Tegrodera aloga, the iron cross blister beetle, is a species of blister beetle in the family Meloidae. It is found in Arizona, California, and Sonora.

The common name refers to the black cross on the wing covers. The scientific name T. aloga was coined by Skinner in 1903.

==Description==
Tegrodera aloga is generally about 2 cm long; it has a long, narrow and cylindrical body and a wide head. The beetle is easily recognizable due to its contrasting yellow and red spots found on its black body. The brightness of the spots warns of the cantharidin toxins the beetle carries; this coloration is known as aposematism, and it works as a warning signal to protect itself from predators.
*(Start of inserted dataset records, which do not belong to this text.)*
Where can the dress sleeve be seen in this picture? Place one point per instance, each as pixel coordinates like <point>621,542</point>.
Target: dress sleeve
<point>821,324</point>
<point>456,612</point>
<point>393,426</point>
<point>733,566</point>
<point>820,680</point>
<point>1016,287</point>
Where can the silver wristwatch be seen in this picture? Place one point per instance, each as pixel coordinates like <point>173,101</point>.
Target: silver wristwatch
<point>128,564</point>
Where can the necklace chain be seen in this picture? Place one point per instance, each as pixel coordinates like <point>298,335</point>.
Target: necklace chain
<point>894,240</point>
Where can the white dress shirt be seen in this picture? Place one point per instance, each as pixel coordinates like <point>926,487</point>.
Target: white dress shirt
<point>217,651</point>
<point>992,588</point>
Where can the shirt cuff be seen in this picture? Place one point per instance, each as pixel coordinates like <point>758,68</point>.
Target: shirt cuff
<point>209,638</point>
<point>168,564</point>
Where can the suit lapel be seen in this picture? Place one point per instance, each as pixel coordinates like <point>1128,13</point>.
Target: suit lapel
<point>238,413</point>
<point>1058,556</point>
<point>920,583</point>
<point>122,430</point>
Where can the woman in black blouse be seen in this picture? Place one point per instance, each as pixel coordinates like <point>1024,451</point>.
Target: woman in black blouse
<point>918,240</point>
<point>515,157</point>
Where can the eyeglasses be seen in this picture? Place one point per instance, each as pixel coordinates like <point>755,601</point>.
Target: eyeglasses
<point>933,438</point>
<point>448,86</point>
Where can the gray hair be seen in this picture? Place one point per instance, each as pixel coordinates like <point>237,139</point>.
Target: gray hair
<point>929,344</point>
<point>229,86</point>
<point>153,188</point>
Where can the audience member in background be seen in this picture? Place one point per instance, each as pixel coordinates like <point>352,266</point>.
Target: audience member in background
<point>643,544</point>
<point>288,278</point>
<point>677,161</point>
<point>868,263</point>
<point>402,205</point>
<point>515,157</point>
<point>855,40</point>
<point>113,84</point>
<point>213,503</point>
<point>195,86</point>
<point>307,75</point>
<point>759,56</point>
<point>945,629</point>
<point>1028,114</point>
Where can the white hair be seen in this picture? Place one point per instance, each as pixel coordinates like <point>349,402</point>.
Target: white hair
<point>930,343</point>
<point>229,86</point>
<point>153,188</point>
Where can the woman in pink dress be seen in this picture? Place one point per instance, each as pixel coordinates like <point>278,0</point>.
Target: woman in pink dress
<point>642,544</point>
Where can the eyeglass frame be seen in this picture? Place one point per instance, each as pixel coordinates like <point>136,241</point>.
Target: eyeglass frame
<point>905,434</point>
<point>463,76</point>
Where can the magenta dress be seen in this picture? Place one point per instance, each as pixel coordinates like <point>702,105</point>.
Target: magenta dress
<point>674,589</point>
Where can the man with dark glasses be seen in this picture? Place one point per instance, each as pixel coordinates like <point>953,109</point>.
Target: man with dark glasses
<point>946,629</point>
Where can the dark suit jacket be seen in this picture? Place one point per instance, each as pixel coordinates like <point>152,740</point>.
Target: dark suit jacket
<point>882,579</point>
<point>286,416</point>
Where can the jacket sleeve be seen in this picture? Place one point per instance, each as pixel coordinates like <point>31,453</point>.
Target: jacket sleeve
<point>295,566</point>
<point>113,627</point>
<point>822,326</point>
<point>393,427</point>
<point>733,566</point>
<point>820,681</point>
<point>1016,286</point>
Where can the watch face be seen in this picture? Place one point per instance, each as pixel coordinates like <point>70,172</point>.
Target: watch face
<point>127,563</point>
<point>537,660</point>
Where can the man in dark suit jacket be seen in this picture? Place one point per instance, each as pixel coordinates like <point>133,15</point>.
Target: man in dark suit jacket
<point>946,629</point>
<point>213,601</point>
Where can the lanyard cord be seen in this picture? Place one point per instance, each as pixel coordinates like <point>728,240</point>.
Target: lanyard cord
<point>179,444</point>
It is more common to find these beetles in larger groups rather than individually.

==Behavior==

In Tegrodera aloga, the males fight among themselves for the ability to mate with a female. Mating takes place actively, with the male on the female's back. Together they climb among flowers and leaves. The adults feed on spring blossoms of Nama hispida and Eriastrum, alfalfa, and other desert plants. They will drink nectar as well. The hosts of the parasitic larvae are unknown, but assumed to be ground-nesting bees.

==Relationship to humans and livestock==
In Tegrodera aloga, cantharidin is excreted through the leg joints and the antennal pores. It is toxic to humans and can inflict painful and sometimes fatal injury to certain livestock. This chemical, C_{10}H_{12}O_{4}, causes severe skin blisters (dermatosis) within hours after exposure. The insect secretes this substance as a defense mechanism. Crushing the beetle also releases the cantharidin.

Cantharidin is a poisonous substance which can prove fatal if ingested. The lethal dose for humans when ingested is 10 mg, or 0.5 mg/kg of a human's body weight. The main concern revolves around when the beetle is ingested by livestock, in particular horses. The lethal dose for horses is 1 mg/kg. Iron cross blister beetles are known to be found in horses’ food, especially alfalfa. These beetles are starting to pose a problem for farmers in California due to them being “killed during harvest and incorporated into baled hay, or indirectly by transfer of the hemolymph from crushed beetles onto forage.”

This beetle is also considered beneficial because cantharidin is used in the medical field as a topical medication in the removal of warts, removal of tattoos, and has even been looked into for certain cancer treatments. Its use in the treatment of removing warts has been common for many years, and is still used by dermatologists.